Andrew Skipp, Managing Director of Bristol International Airport is clearly wrong to suggest that expanding air travel is good for the economy ('Were ready for take off', Bristol Evening Post, November 9). The Bristol Evening Post's Comment of 9 November about 'the undoubted economic benefits a bigger airport will bring to the region' is also wrong. Figures on the economics of air travel clearly show that expansion is unfavourable.
The economic costs of aircraft noise in the UK are estimated at £313 million a year. The health costs of the UK aviation sector's air pollution amount to some £1.3 billion a year. Aviation is also the fastest-growing source of greenhouse gas emissions, and it's now acknowledged by the Stern Report that climate change is the gravest threat to global prosperity.
The costs of UK aviation's contribution to climate change have been estimated at well over £2 billion. And unless the government radically changes its policy on the matter, aviation's CO2 emissions will have increased by 588% between 1992 and 2050. By 2050, aviation could be contributing up to 15% of the overall global warming effect produced by human activities - with staggering economic costs. The damage from climate change is rising at a faster rate than economic growth.
The overall hidden economic costs of the European Union's aviation sector have been estimated at £14.3 billion a year - of which the UK alone accounts for £3.782 billion, or 26%. This doesn't include the costs of aviation accidents and accident services.
One of the major justifications for airport expansion is that aviation boosts our economy through tourism. Yet we know that air passenger transport currently represents a drain on the UK balance of payments of £3.5 billion a year - not including the costs of importing fuel and aircraft.
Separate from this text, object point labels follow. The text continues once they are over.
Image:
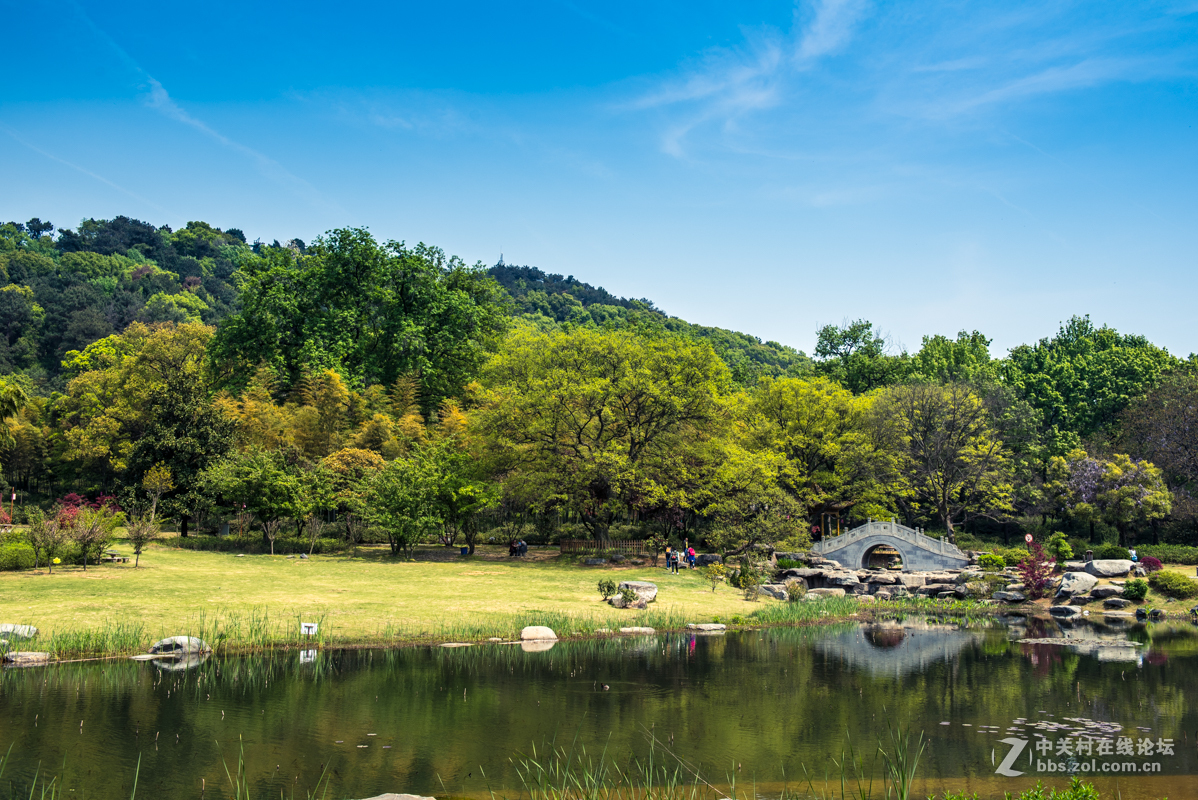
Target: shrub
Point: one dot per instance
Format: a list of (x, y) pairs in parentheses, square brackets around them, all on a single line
[(16, 556), (1136, 589), (1058, 547), (796, 589), (1035, 570), (715, 574), (1111, 551), (1173, 585), (1150, 564), (991, 562)]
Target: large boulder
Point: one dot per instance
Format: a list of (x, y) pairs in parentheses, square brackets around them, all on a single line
[(25, 658), (618, 601), (1109, 567), (537, 634), (805, 573), (643, 589), (776, 591), (1076, 583), (11, 631), (180, 646)]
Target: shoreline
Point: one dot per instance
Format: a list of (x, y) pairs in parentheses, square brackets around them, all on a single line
[(68, 646)]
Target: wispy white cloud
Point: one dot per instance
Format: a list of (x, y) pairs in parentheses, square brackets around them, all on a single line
[(84, 170), (728, 84), (830, 29), (159, 99)]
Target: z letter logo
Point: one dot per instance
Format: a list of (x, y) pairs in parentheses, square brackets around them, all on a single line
[(1017, 746)]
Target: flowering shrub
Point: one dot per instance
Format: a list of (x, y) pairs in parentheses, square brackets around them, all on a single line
[(1035, 571)]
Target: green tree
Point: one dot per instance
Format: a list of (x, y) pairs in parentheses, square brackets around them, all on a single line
[(1083, 377), (964, 359), (854, 355), (258, 482), (403, 499), (94, 529), (953, 465), (370, 311), (832, 455)]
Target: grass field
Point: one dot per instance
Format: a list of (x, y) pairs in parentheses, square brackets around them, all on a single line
[(363, 598)]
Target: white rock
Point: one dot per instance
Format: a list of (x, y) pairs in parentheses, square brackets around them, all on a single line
[(17, 631), (1109, 567)]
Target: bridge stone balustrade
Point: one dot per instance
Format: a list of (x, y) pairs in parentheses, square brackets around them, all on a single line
[(918, 552)]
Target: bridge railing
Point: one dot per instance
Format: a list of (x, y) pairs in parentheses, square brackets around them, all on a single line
[(891, 528)]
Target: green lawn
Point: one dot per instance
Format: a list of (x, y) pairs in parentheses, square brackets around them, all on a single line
[(368, 597)]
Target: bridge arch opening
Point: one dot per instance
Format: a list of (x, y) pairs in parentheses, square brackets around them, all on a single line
[(883, 556)]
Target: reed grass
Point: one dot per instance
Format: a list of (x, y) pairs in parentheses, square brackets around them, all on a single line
[(256, 630)]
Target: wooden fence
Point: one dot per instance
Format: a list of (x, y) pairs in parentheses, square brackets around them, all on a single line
[(596, 546)]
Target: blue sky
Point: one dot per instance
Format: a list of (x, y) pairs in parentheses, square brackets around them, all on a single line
[(761, 165)]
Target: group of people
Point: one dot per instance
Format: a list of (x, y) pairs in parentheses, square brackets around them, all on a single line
[(675, 556)]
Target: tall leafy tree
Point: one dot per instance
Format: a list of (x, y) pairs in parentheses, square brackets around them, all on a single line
[(833, 455), (603, 422), (370, 311), (1162, 428), (953, 466), (854, 355), (1083, 377)]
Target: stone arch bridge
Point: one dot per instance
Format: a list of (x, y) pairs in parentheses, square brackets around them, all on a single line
[(918, 552)]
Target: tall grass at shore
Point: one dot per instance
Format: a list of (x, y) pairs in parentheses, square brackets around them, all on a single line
[(256, 629)]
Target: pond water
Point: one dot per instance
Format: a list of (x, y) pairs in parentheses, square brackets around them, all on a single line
[(760, 705)]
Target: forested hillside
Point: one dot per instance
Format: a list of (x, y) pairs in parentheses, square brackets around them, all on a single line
[(388, 388)]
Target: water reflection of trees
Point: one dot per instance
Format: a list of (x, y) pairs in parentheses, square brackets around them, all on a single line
[(767, 698)]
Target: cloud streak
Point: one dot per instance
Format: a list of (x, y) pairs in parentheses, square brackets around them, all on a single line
[(159, 99)]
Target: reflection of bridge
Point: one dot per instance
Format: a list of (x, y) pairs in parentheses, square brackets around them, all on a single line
[(897, 649), (918, 552)]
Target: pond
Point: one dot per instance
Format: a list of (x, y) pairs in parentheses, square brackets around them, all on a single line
[(758, 705)]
With 80% of the forecast growth being accounted for by leisure flights, we can only expect this to get worse.
Airline tickets, aircraft and aviation fuel are, despite all the words of concern about climate change, still zero-rated for VAT. This costs HM Treasury £1.8 billion a year in lost VAT alone, and in fact aviation fuel pays no tax at all. If aviation fuel were taxed at the same rate as unleaded petrol (and why shouldn't it be? - it's more of a luxury), this would raise some £5 billion a year. Effectively, Britain is subsidising its aviation industry through a colossal tax-break of £6.8 billion a year, as well as through £3.8 billion in external costs.
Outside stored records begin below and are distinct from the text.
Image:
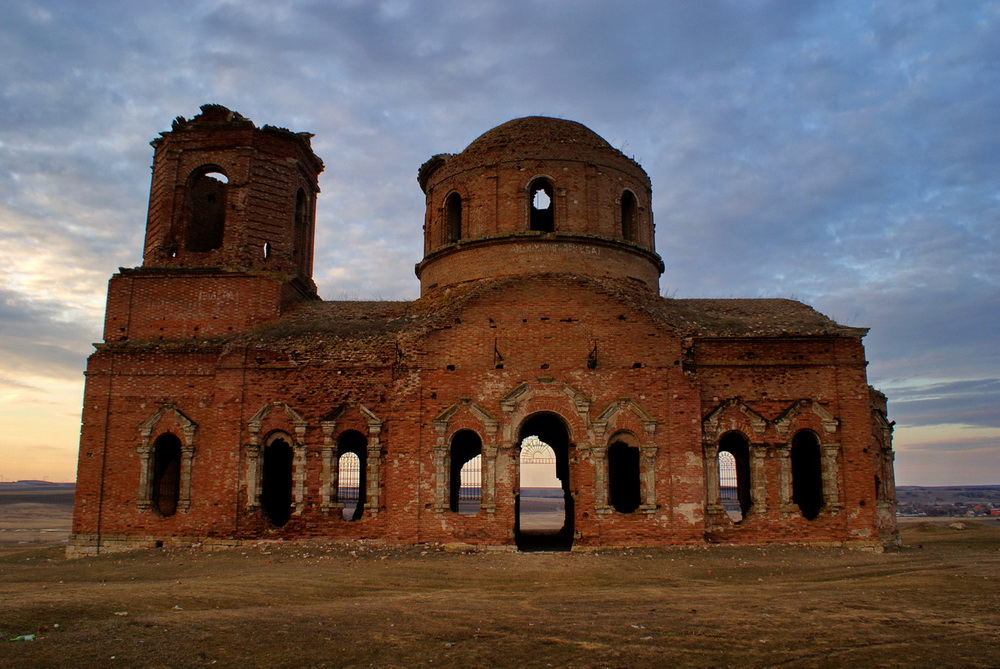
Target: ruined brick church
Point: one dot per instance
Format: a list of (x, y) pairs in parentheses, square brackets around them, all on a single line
[(229, 403)]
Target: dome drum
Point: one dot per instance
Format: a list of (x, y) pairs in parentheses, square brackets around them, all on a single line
[(545, 195)]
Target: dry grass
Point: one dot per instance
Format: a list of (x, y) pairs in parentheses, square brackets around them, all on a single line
[(292, 605)]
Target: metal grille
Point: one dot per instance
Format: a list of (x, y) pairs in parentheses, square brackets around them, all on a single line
[(727, 482), (349, 477), (470, 480), (534, 451)]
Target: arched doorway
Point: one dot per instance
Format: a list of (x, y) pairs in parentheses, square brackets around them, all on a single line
[(276, 482), (544, 508)]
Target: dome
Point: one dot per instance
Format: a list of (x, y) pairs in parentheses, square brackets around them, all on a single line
[(533, 196), (516, 139)]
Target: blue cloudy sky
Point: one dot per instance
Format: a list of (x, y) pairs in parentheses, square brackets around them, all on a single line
[(844, 153)]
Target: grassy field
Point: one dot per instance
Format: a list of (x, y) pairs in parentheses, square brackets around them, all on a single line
[(936, 603)]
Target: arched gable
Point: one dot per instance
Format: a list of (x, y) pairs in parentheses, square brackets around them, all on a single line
[(623, 414), (166, 418), (805, 413), (358, 417), (732, 415)]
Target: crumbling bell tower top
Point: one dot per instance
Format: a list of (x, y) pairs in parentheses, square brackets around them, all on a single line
[(228, 195), (537, 195)]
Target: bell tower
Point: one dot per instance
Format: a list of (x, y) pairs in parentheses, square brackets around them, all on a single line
[(229, 233)]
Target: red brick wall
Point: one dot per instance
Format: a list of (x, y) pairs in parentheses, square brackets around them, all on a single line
[(545, 333)]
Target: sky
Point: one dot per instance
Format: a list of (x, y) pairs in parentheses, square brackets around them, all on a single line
[(843, 153)]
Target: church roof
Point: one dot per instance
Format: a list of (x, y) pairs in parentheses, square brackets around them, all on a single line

The effect of these tax-breaks and external costs is the equivalent of every man, woman and child in the UK donating an average of more than £180 a year to the aviation industry - not including accident costs, direct and indirect subsidies to supporting industries including the oil industry and the aircraft manufacturing industry (like the £500 million donated very kindly by the taxpayer to BAe to help pay for its new Airbus), or the costs of providing airports with ground transport infrastructure at public expense.
Any serious economist not in the pay of the aviation industry would surely tell you that consumers make choices according to what seems good value for money. Undoubtedly air travel seems like good value for money. But it only seems so because it gets away with externalising vast hidden costs, and because it receives tax-breaks beyond the wildest dreams of most sectors of the economy. This is the biggest duplicity of all in UK aviation policy: it convinces people that air travel is cheap, while in fact they're paying through the nose for it. Or, to be more explicit, people who don't fly (three out of every five Britons last year) are subsidising people who do, and people who fly occasionally are subsidising people who fly a lot.
We must stop building more airport capacity in the mistaken belief that this is an unequivocal good for the economy. Because there's £10.6 billion a year in hidden subsidies, and billions more in balance-of-payments deficit, that says it isn't.